Con il brigante Piccioni alla ricerca dell'amore

Prefazione storica
Gli avvenimenti narrati in questo romanzo, pur ispirati a personaggi realmente esistiti, sono frutto di fantasia.
Il periodo storico è quello dell’unità nazionale, tra il 1860 e il 1861. Con la spedizione dei Mille e le relative annessioni al Regno dei Savoia, la penisola è unita e, il 17 marzo 1861, con l’incoronazione di Vittorio Emanuele II, nasce il Regno d’Italia. Geograficamente mancano Roma e il Lazio, quello che rimane allo Stato Pontificio e il Triveneto. La resistenza contro i Piemontesi, visti da molti come invasori, è ovunque; sfocerà nel sanguinoso e lungo fenomeno del brigantaggio, una vera e propria guerra civile e di resistenza, a opera dei legittimisti, a difesa dello Stato Pontificio e del Regno delle Due Sicilie.
Anche tra le Marche e l’Abruzzo si sviluppa, verso la metà del 1860, un movimento anti unitario fomentato dal clero e dai fedeli al Regno Borbone. È un periodo di grande confusione, con attacchi e lotte tra i liberali nazionalisti e i legittimisti, senza esclusione di colpi. Numerose sono le bande armate formate soprattutto da contadini e montanari, oltre che da semplici delinquenti, che si concentrano nel teramano e sui monti ascolani. Spesso non sono coordinate tra loro, né con il comitato che organizza la resistenza ai Piemontesi, con sede a Roma, che non è efficiente, mostra grave incertezza nel prendere decisioni e risulta sostanzialmente scollegato dalla periferia. Il riferimento della resistenza nella zona è la fortezza di Civitella del Tronto, comandata dal maggiore, poi promosso tenente colonnello, Luigi Ascione, ultima roccaforte a nord del Regno dei Borbone, assediata da fine ottobre del ’60.Al comando delle truppe Piemontesi che devono espugnare la fortezza, è il generale Ferdinando Augusto Pinelli che, in un editto, aveva definito il Papa “sacerdotal vampiro che colle sozze labbra succhia da secoli il sangue…”.
Soldato particolarmente brutale, giunge a bruciare paesi e borghi solo perché gli abitanti sono sospettati di collusione con quelli che vengono definiti “briganti”. Le esecuzioni sommarie, senza processo, si susseguono, arrivando a coinvolgere anche donne e bambini e creando un vero e proprio clima di terrore. I suoi metodi, fin troppo truci e sbrigativi, gli costeranno il comando: a metà febbraio del 1861 gli subentra il generale Luigi Mezzacapo.
D’altronde i briganti, un paio di migliaia nella zona, non sono da meno: vessazioni, furti, omicidi, rapimenti di proprietari terrieri per esigere riscatti e finanziare la guerra sono all’ordine del giorno. Il comando della resistenza, nel territorio a cavallo tra le Marche e l’Abruzzo, viene affidato a Giovanni Piccioni, priore, cioè sindaco, di Montecalvo che accetta, suo malgrado, alla fine del dicembre 1860. È istruito, mostra qualità da stratega e ha, dalla sua, esperienza bellica. È maggiore degli ausiliari papalini e ha già combattuto contro i giacobini e i francesi, durante l’invasione dello Stato Pontificio nel 1815, e contro la Repubblica Romana, nel 1849.
In quella occasione, con la vittoria contro i repubblicani, ha restituito la marca ascolana al Papa.

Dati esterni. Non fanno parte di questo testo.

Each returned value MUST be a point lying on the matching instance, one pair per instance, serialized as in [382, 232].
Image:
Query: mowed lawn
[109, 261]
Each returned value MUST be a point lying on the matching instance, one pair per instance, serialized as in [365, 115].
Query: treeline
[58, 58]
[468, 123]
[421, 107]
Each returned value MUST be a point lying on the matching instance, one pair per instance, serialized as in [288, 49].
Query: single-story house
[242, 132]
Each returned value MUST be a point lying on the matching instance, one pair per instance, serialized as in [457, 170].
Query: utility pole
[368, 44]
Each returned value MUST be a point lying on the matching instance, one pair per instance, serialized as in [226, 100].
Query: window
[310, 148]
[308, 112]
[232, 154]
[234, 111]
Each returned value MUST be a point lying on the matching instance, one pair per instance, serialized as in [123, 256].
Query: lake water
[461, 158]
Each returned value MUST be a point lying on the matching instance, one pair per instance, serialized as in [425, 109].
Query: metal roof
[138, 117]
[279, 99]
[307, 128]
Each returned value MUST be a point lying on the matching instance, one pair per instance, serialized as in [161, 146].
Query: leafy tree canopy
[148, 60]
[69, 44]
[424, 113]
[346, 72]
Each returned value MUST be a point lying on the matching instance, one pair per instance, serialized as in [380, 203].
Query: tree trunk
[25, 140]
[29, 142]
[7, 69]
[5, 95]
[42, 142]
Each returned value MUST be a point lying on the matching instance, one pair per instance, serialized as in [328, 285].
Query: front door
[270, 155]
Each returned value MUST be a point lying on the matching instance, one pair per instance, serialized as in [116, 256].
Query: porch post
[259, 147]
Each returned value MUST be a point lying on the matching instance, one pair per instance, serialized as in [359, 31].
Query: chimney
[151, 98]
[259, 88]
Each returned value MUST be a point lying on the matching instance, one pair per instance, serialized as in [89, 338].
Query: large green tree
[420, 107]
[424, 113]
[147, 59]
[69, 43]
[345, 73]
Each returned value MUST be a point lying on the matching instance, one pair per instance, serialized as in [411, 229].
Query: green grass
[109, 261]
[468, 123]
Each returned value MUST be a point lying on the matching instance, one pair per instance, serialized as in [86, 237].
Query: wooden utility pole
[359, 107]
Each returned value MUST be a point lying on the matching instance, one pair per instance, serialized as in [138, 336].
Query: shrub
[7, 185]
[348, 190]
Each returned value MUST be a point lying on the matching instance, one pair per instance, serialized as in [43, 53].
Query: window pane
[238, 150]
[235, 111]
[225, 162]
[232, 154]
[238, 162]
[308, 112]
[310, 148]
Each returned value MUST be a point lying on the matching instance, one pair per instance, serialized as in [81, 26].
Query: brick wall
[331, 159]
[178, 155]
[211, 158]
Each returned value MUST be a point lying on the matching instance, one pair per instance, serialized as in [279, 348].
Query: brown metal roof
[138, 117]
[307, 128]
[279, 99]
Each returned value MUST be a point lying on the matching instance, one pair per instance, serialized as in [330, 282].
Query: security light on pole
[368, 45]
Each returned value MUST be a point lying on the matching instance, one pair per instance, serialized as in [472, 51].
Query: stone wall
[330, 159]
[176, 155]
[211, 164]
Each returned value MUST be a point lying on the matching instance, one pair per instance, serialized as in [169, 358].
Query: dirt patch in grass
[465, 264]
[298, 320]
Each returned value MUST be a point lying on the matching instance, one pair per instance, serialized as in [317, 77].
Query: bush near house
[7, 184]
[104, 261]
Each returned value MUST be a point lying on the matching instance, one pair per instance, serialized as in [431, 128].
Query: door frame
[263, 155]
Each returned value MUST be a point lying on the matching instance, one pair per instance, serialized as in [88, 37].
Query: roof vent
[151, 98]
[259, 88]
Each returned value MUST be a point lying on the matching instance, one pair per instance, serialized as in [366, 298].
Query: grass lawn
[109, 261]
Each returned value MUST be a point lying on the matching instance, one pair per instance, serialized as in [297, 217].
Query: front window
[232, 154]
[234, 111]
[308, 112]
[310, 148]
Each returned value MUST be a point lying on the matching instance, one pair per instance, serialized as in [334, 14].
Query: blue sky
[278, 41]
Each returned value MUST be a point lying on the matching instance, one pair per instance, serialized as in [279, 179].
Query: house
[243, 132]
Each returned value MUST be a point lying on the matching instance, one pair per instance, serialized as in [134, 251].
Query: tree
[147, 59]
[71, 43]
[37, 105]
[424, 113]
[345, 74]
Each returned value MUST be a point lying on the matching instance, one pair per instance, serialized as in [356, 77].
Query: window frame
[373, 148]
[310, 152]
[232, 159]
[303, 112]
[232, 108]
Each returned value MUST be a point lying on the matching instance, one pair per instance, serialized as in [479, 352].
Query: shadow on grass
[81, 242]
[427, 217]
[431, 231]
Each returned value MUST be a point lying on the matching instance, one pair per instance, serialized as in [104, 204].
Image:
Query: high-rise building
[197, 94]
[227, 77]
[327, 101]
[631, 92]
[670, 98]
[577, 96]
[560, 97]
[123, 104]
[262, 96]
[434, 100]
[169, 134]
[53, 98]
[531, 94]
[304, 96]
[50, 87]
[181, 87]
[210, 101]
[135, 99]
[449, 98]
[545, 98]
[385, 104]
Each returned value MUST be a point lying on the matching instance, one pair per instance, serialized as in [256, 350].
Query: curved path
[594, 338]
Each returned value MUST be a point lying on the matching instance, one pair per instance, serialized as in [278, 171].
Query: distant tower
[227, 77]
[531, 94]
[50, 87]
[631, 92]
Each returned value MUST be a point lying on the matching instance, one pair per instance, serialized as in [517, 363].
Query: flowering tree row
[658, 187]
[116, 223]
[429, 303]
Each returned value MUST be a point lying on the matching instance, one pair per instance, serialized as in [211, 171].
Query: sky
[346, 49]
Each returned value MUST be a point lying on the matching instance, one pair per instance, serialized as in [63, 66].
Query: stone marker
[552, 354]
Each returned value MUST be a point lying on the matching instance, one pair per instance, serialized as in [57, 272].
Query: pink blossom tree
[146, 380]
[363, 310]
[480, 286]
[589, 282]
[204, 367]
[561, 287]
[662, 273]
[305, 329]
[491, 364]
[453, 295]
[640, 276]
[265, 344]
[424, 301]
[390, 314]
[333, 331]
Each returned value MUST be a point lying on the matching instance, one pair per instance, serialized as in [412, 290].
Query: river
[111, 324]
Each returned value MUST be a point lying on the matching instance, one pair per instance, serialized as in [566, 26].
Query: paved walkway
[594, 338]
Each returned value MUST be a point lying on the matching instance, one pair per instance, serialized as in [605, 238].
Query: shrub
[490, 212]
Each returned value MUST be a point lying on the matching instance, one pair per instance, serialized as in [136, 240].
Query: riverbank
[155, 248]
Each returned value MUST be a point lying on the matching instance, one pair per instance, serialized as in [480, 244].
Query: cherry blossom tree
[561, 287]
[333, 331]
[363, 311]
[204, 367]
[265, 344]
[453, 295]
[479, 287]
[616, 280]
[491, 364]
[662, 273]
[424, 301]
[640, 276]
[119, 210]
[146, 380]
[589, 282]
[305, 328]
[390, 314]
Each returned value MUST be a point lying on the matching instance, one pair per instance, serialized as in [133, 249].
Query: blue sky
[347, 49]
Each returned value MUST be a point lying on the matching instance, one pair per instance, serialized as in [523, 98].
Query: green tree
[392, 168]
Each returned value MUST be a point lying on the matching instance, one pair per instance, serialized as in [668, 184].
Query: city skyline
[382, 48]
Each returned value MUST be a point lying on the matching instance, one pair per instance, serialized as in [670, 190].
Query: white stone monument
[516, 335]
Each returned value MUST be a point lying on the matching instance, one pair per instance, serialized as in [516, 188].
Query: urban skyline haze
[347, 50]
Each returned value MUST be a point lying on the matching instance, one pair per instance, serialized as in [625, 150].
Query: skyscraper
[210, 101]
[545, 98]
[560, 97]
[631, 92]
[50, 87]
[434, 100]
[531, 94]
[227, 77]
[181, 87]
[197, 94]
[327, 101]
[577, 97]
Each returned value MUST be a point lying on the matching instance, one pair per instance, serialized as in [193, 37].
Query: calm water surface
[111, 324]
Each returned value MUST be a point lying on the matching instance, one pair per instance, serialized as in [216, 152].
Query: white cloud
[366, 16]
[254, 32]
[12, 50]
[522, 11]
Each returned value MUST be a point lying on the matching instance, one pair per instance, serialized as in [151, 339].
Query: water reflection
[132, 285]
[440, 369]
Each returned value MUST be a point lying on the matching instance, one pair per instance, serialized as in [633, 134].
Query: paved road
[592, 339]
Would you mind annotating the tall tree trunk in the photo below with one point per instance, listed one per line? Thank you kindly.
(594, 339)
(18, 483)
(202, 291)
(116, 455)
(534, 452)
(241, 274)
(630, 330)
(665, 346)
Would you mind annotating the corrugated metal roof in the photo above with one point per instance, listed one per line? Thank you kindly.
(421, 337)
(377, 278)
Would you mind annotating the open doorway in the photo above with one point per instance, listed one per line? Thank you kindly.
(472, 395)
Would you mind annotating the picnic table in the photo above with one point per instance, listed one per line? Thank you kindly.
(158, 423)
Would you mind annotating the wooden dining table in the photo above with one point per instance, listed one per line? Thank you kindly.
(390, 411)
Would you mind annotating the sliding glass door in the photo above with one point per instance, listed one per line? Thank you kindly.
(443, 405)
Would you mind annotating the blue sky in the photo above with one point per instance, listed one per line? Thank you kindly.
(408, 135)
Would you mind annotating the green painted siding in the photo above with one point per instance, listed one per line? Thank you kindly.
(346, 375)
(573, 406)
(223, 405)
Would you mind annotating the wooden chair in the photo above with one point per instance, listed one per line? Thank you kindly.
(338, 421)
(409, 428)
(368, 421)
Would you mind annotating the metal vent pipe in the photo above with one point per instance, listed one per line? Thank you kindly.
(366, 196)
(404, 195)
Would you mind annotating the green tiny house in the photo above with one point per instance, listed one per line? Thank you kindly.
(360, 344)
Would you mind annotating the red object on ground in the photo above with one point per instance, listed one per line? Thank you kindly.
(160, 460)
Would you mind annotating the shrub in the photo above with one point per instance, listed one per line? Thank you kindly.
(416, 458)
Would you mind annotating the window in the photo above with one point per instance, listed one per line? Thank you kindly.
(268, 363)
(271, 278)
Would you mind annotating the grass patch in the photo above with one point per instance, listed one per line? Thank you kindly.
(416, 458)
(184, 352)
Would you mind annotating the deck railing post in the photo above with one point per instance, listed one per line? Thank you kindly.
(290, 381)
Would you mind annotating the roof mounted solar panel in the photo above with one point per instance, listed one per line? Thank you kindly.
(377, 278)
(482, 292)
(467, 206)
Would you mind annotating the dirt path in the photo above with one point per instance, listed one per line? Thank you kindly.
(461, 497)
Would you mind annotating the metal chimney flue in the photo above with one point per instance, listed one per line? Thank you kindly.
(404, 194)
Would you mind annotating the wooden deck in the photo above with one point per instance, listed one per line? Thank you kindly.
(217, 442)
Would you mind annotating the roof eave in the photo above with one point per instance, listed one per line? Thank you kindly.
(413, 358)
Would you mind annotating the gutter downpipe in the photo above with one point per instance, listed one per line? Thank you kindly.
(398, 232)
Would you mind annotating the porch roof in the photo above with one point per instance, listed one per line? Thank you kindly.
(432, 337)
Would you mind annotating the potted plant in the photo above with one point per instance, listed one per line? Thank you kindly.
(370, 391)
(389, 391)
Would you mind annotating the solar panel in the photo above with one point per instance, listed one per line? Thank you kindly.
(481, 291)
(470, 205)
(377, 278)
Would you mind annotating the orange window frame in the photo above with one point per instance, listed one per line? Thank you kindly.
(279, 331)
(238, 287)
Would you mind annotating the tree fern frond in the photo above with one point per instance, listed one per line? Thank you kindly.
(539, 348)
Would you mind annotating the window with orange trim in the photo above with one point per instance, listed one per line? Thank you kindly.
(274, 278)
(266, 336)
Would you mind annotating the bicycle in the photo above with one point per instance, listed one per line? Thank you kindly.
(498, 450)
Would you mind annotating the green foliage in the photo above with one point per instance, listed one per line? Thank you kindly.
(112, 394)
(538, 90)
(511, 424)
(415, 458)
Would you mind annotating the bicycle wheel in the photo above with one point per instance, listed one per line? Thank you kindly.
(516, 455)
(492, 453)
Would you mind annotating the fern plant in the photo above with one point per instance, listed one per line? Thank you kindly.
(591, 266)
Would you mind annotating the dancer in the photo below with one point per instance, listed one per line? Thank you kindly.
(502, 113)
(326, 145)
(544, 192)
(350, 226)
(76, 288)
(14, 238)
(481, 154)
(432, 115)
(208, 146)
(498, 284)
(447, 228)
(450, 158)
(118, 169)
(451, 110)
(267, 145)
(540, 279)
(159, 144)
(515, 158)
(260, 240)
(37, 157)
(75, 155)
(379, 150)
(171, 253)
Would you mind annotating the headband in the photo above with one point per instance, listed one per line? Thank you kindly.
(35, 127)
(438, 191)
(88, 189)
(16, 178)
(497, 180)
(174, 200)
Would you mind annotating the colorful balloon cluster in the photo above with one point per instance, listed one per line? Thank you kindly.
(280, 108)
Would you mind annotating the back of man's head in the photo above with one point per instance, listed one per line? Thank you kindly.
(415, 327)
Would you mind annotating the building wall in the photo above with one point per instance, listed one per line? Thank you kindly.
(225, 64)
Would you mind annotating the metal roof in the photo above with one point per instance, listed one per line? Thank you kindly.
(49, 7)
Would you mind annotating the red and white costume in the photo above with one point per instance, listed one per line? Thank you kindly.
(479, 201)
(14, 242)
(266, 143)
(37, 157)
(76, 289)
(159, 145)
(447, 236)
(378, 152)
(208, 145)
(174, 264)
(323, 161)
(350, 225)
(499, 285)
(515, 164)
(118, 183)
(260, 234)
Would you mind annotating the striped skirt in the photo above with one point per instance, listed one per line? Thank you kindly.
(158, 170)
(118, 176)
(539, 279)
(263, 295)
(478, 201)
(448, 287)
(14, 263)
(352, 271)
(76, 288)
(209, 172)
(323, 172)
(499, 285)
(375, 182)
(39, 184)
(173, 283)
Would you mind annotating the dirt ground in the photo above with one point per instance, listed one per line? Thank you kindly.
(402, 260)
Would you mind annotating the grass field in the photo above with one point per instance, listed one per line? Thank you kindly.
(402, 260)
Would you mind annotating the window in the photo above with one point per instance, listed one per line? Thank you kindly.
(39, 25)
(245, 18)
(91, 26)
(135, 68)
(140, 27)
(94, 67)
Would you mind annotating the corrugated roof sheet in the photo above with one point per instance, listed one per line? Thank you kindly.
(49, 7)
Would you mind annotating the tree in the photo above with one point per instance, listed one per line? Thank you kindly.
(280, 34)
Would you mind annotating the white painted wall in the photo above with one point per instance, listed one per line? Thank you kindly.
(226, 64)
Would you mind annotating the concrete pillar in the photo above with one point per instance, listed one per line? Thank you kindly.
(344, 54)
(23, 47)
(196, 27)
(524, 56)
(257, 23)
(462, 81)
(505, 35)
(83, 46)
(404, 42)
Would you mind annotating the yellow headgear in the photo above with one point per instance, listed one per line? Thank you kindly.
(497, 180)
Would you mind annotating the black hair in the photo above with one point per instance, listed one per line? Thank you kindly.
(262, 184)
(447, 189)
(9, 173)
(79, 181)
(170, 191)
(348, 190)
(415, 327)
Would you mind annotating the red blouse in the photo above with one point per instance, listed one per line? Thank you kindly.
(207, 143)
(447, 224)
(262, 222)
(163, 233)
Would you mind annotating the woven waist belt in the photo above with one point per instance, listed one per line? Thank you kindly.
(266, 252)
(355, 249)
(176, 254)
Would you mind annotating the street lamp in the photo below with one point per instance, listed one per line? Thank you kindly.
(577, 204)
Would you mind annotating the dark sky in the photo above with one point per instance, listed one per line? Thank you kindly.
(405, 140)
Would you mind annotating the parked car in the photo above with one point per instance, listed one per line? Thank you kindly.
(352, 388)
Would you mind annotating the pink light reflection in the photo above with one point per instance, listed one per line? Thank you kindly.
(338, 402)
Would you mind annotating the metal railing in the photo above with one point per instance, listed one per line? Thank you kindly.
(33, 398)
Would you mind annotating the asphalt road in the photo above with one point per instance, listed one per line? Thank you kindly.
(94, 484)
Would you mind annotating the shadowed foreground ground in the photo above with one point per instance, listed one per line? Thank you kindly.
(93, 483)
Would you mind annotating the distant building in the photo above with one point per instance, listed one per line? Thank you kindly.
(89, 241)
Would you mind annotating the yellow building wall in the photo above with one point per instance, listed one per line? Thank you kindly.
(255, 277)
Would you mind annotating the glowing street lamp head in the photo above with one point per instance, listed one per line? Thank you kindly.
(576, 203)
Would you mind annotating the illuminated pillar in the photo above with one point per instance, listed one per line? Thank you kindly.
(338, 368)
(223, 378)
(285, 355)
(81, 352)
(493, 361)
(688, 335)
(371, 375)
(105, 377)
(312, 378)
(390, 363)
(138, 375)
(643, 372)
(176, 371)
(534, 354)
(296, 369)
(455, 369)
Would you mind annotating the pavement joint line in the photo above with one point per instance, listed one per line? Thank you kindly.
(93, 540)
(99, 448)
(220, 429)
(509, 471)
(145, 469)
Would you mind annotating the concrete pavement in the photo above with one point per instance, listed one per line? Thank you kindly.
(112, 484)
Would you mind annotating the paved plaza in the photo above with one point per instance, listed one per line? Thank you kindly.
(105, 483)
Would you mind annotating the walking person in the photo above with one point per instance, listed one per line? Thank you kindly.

Capitolo VII – La soluzione

Rotella, fine gennaio_ Ho inteso che un brigante riesce a eludere l’assedio e porta rifornimenti in roccaforte, a Civitella. Sta a San Gregorio o a Rocca di Montecalvo.   …proprio un posto da briganti, solo mulattiere per arrivarci, boschi, gole e pericoli. Un posto dove non resisterebbe nemmeno il diavolo… Però c’è la legna e pascoli e si fa un buon formaggio. Da quando c’è il generale Pinelli, i Piemontesi non scherzano, le cose si sono intristite…. Conosco gli ordini del generale, il suo editto: “Chiunque sarà colto con arma da fuoco, coltello, stili od altra arma qualunque da taglio o da punta sarà fucilato immediatamente. Tre ore, tre ore di cavallo per andarci. Devo fare il sentiero di San Francesco. Rotella, la gola del lupo sul Monte dell’Ascensione, Poggio Canoso dove potrei fermarmi al convento e fare una sosta, Mozzano, Taverna di Mezzo e poi Talvacchia. Certo, passare per la montagna è più breve, ma anche meno agevole, più arduo. … “Ho bisogno del suo aiuto per entrare a Civitella a liberare una donna, una mia serva. Là c’è la guerra e ho paura possa succederle qualcosa! ”

“Giovedì, a mezzogiorno, nella chiesa di San Gregorio”.

Capitolo VIII – San Gregorio

…. San Gregorio è prossima a Talvacchia, dovrò fare un’altra lunga cavalcata per arrivarci e con la neve che in questi giorni è caduta, il viaggio non sarà agevole. Devo coprirmi meglio: andando da Don Domenico, la scorsa settimana, ho preso una bella freddata. Devo anche valutare se mi conviene passare per i sentieri dell’Ascensione, di neve ne è caduta tanta, troppa, per arrischiare. Forse mi è più conveniente passare per la strada grande, da Poggio di Bretta, da lì arrivare a Mozzano e poi salire per i soliti sentieri fino ai dirupi dove sono quei borghi. Mi conviene partire prima, può sempre capitare un imprevisto e voglio arrivare tosto.

… Chissà che tipo sarà questo Giovanni Piccioni. Deve essere davvero speciale.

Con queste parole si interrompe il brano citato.